# PF - add SSH



## KenGordon (Dec 27, 2021)

Well, I have implemented PF here to protect my FreeBSD box ( ver13+), but now our son wishes to be able to SSH into it from Texas.  What I would like to do is to implement SSH by user, if that is possible.

I have read the MAN page for PF and must admit to being MORE confused about how to do this than I was before I read it!!

My heavens! PF has so much capability, IMHO, one must be a PF guru to even use it!!

I had thought to use something like this:

`block all pass in proto tcp to port ssh`

But that doesn't look quite right to me.

So, might anyone have a suggestion for me on this matter?

Ken Gordon


----------



## Eric A. Borisch (Dec 27, 2021)

You can’t pass in (via PF) by user, but you can (in /etc/ssh/sshd_config) set the AllowUsers value to the desired user to allow (others will be blocked.) If he has a static IP address he’ll be coming from, you can even set it to user@host.

Other things things to consider would be to use a pre shared key and disable other authentication types; there are numerous guides out there for hardening SSH. 

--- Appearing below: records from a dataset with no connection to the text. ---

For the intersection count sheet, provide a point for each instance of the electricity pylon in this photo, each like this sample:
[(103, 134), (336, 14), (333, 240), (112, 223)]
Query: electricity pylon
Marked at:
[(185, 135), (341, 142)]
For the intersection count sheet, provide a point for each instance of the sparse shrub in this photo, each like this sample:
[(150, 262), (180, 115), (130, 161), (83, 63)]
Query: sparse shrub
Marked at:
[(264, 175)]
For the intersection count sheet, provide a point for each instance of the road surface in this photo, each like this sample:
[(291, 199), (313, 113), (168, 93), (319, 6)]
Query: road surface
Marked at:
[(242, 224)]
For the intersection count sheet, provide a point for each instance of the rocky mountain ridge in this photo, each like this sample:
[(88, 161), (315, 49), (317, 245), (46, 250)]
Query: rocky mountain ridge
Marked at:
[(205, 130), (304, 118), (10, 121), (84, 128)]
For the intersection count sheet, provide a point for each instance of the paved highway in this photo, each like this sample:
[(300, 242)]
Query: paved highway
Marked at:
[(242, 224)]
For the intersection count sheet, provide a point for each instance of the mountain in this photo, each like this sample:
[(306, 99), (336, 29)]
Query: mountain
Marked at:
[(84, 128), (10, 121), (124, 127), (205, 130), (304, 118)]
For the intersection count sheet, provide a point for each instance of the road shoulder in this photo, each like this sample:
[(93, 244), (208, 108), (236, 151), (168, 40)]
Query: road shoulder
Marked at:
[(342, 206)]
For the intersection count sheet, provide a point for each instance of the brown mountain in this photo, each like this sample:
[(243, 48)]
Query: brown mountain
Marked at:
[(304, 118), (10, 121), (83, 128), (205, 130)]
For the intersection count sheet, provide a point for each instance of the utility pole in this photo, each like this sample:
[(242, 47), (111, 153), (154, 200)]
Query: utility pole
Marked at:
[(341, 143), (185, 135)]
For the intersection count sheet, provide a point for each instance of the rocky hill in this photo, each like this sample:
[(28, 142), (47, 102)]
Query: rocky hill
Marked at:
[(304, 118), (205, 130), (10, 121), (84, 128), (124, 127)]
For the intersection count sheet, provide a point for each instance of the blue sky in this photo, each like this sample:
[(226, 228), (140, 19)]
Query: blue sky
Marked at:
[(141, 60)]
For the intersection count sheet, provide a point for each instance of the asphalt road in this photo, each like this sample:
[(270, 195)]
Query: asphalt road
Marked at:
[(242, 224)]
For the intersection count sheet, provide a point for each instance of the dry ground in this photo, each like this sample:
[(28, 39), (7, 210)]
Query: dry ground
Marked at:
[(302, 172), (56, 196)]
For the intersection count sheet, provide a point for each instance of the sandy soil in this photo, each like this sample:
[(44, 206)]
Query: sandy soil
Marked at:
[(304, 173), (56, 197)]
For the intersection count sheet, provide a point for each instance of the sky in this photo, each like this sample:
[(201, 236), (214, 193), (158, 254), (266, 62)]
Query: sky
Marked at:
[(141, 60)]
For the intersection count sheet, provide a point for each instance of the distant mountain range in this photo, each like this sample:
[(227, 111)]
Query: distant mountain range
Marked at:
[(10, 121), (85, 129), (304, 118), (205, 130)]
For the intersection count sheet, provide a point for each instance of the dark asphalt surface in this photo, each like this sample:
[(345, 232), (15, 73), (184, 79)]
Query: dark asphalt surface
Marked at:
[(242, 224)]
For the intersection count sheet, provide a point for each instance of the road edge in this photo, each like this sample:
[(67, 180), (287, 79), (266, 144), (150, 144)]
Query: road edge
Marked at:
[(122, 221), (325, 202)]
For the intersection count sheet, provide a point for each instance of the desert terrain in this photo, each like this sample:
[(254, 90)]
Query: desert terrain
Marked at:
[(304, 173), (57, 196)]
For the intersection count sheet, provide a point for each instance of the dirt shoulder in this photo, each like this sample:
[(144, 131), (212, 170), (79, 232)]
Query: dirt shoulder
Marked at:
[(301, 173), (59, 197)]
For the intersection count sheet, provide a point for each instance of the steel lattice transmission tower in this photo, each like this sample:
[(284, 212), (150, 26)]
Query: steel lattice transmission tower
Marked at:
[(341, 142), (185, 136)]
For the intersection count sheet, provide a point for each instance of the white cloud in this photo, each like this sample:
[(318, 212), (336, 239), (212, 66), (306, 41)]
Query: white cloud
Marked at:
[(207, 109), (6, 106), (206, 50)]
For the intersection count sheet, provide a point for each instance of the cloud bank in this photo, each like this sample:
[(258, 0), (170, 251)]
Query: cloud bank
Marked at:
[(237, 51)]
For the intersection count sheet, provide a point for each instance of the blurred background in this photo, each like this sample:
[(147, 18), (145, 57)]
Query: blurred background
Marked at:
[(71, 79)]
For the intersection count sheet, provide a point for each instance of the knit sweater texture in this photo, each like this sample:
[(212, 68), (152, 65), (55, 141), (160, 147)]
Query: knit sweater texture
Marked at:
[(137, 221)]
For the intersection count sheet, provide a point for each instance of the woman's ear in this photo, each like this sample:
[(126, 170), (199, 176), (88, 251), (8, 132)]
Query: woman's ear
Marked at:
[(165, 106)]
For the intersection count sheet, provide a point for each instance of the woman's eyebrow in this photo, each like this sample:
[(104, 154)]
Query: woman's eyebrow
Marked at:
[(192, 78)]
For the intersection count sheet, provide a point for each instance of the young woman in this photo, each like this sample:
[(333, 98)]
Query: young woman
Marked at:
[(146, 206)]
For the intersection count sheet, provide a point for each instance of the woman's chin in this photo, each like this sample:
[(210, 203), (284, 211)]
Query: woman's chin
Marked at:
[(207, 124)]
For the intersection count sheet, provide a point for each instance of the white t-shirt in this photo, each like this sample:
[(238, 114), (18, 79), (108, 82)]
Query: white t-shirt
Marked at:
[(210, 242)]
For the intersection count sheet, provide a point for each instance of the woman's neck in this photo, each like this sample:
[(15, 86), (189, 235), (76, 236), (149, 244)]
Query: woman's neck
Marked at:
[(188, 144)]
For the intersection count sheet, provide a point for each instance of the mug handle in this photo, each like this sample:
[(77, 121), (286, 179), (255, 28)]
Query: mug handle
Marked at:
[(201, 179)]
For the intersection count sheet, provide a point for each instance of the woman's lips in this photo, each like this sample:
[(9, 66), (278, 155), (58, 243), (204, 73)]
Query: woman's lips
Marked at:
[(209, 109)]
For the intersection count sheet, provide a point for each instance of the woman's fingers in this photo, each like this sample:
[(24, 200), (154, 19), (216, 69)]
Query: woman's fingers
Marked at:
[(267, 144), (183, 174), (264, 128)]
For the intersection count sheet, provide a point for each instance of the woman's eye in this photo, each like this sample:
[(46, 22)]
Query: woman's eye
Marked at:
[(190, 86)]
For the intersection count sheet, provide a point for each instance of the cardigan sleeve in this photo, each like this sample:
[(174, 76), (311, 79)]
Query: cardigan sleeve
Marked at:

As far as the pf rules, a blanket ‘block in on eth0’ (whatever your Internet facing adapter is) followed by ‘pass in on eth0 proto tcp to port ssh’ is a good start, but likewise you should check out any of the numerous guides to pf for what else you’ll want to add.


----------



## KenGordon (Dec 27, 2021)

Thank you. OK. I'll do some more reading then.

Ken Gordon


----------